Despite a sputtering US economy, the Federal Reserve is likely to hold fire on interest rates as it waits for either an easing of inflation or a pickup in growth, analysts say.
No change in rates is expected at Wednesday's meeting of the US central bank's Federal Open Market Committee (FOMC), which has held its base rate steady at 5.25 percent since last June.
Yet some analysts are still holding out hope that the Fed will open the door to a rate cut sometime this year if conditions continue to soften.
Some recent data has been surprisingly sluggish -- GDP for the first quarter was a tepid 1.3 percent, and last month produced a net gain of just 88,000 new payroll jobs.
Meanwhile US home sales showed their biggest monthly fall in over 18 years in March, suggesting that the biggest drag on US economic activity is not over.
But other recent data has been firmer -- surveys on manufacturing and services have been above expectations, and factory orders rose 3.1 percent in March.
Inflation indicators remain a bit too hot for the Fed, which had brought rates up after of a long period of stimulation since 2001. Consumer prices were up 0.6 percent in March even though "core" prices, excluding food and energy, have been tamer.
Joel Naroff of Naroff Economic Advisors said he remained "hopeful, though not overly confident," about a message suggesting rates may be headed lower.
"There is little doubt that no change will be made in rates," Naroff said.
But he added that "the softer job gains and slowing wage increases would allow the [FOMC] members to hint at a potential rate cut. But they have not been that forthcoming in their comments so I suspect there may be some disagreement on how to proceed."
Gary Thayer, chief economist at AG Edwards, said he sees the Fed cutting rates this year if the economy fails to re-accelerate.
"If the economy continues to grow at a subpar rate this year as we expect, the risk of inflation is likely to decline," Thayer said. "Core consumer-prices inflation has also moved down toward the Fed's 1 percent to 2 percent comfort zone and could be down into that zone by later this year.
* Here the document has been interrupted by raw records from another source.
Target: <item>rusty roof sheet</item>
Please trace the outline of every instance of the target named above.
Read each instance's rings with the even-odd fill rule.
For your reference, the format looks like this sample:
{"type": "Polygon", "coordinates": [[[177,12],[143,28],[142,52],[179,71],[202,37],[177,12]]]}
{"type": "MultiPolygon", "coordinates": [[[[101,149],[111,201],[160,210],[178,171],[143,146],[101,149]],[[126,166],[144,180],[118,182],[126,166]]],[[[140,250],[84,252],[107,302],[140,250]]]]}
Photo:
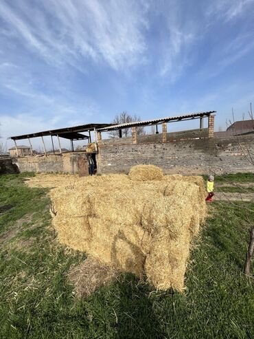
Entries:
{"type": "Polygon", "coordinates": [[[184,116],[177,116],[166,117],[166,118],[160,118],[158,119],[153,119],[151,120],[134,121],[132,122],[126,122],[124,124],[114,124],[114,125],[113,125],[111,124],[111,125],[109,127],[99,128],[99,129],[97,129],[97,131],[111,131],[113,129],[124,129],[124,128],[128,128],[128,127],[135,127],[135,126],[159,124],[162,124],[163,122],[168,122],[170,121],[172,121],[172,122],[173,121],[181,121],[181,120],[185,120],[194,119],[195,118],[200,118],[203,116],[209,116],[210,114],[211,114],[213,113],[216,113],[216,111],[207,111],[207,112],[198,112],[198,113],[185,114],[184,116]]]}
{"type": "Polygon", "coordinates": [[[43,131],[42,132],[36,132],[30,134],[23,134],[22,135],[15,135],[8,138],[8,139],[12,139],[13,140],[19,140],[21,139],[28,139],[29,138],[37,138],[41,136],[47,135],[57,135],[60,137],[61,134],[63,138],[66,138],[68,133],[73,133],[73,132],[85,132],[87,131],[92,131],[94,129],[97,129],[98,127],[106,127],[107,126],[111,126],[112,124],[81,124],[78,126],[74,126],[73,127],[65,127],[63,129],[50,129],[49,131],[43,131]]]}

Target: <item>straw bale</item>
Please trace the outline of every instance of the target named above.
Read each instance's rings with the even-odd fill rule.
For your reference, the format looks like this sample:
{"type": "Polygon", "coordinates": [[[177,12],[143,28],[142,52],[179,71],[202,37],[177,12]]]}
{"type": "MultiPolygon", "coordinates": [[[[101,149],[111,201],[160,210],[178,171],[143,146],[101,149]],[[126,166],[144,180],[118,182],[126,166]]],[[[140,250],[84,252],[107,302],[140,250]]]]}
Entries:
{"type": "Polygon", "coordinates": [[[132,180],[141,182],[161,180],[163,178],[163,172],[157,166],[137,165],[130,168],[129,177],[132,180]]]}
{"type": "Polygon", "coordinates": [[[68,280],[74,285],[78,298],[87,298],[100,286],[110,283],[116,274],[111,267],[88,257],[71,270],[68,280]]]}
{"type": "Polygon", "coordinates": [[[130,176],[85,177],[51,190],[58,239],[157,288],[182,291],[191,241],[205,216],[203,183],[130,176]]]}

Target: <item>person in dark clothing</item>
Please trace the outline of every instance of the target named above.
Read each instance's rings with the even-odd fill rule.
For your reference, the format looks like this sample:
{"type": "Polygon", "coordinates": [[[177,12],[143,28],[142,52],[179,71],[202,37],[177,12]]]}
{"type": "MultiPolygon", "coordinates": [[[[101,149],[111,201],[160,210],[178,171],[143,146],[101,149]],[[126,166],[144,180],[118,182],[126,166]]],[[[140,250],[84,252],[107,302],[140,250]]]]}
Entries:
{"type": "Polygon", "coordinates": [[[94,162],[91,155],[88,157],[88,166],[89,175],[93,175],[94,174],[94,162]]]}

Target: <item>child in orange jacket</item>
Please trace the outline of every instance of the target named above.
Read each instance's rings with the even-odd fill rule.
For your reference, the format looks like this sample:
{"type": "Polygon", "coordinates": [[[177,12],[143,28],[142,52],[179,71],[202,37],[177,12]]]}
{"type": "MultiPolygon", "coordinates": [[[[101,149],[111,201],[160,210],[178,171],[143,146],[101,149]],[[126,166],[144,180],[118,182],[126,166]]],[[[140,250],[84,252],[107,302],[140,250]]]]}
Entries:
{"type": "Polygon", "coordinates": [[[213,175],[209,175],[208,180],[207,181],[207,191],[208,193],[208,195],[207,197],[207,199],[205,199],[206,201],[212,201],[212,197],[214,195],[213,193],[213,186],[214,186],[214,177],[213,175]]]}

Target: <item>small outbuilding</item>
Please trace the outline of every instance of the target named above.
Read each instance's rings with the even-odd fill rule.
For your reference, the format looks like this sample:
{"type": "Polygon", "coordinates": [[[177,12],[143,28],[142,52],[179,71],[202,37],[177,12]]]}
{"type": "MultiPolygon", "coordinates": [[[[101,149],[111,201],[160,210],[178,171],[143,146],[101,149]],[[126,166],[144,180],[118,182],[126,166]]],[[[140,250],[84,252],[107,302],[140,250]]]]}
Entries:
{"type": "Polygon", "coordinates": [[[31,155],[31,148],[28,146],[20,145],[9,149],[11,157],[25,157],[31,155]]]}

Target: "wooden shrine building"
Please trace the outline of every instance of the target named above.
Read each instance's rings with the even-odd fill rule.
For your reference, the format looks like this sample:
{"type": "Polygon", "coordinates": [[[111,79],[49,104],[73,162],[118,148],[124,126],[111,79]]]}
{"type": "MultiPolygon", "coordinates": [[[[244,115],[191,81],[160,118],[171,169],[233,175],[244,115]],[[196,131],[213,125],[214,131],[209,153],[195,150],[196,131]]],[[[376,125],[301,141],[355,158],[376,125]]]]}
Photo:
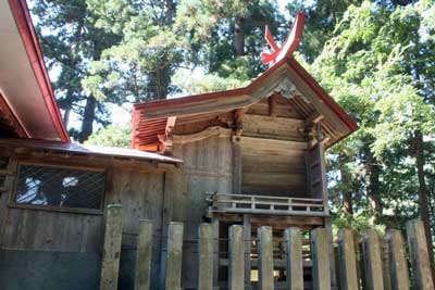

Therefore, we continue to believe the Fed will cut short-term interest rates two or three times before the end of the year."
Scotiabank's Camilla Sutton said the weak data "continues to increase the odds that the Fed cuts more aggressively than the market has currently priced in."
The combination of weak GDP, lower core inflation and an uptick in the jobless rate "creates an environment where the likelihood of Fed cuts has increased," she said.
Joseph Balestrino at Federated Investors said he sees no action for now until the economic picture is clearer.
"There doesn't seem to be a need for rate action. The economy doesn't appear to need the stimulus a rate cut would provide," he said.
Balestrino said the soft conditions were in the first three months of the year and that "the Fed has said it expects the economy to re-accelerate later this year."
"Consumers continue to spend money. And they continue to earn it, with unemployment remaining low. At the same time, most foreign economies are trending higher than expected, giving our own a boost," he said.
Chief economist Ethan Harris at Lehman Brothers said the Fed will keep taming inflation as its top priority, and that this battle is not yet over.
"Not only is the FOMC serious about getting the core below 2 percent [annually], it does not want to declare victory on inflation prematurely," Harris said.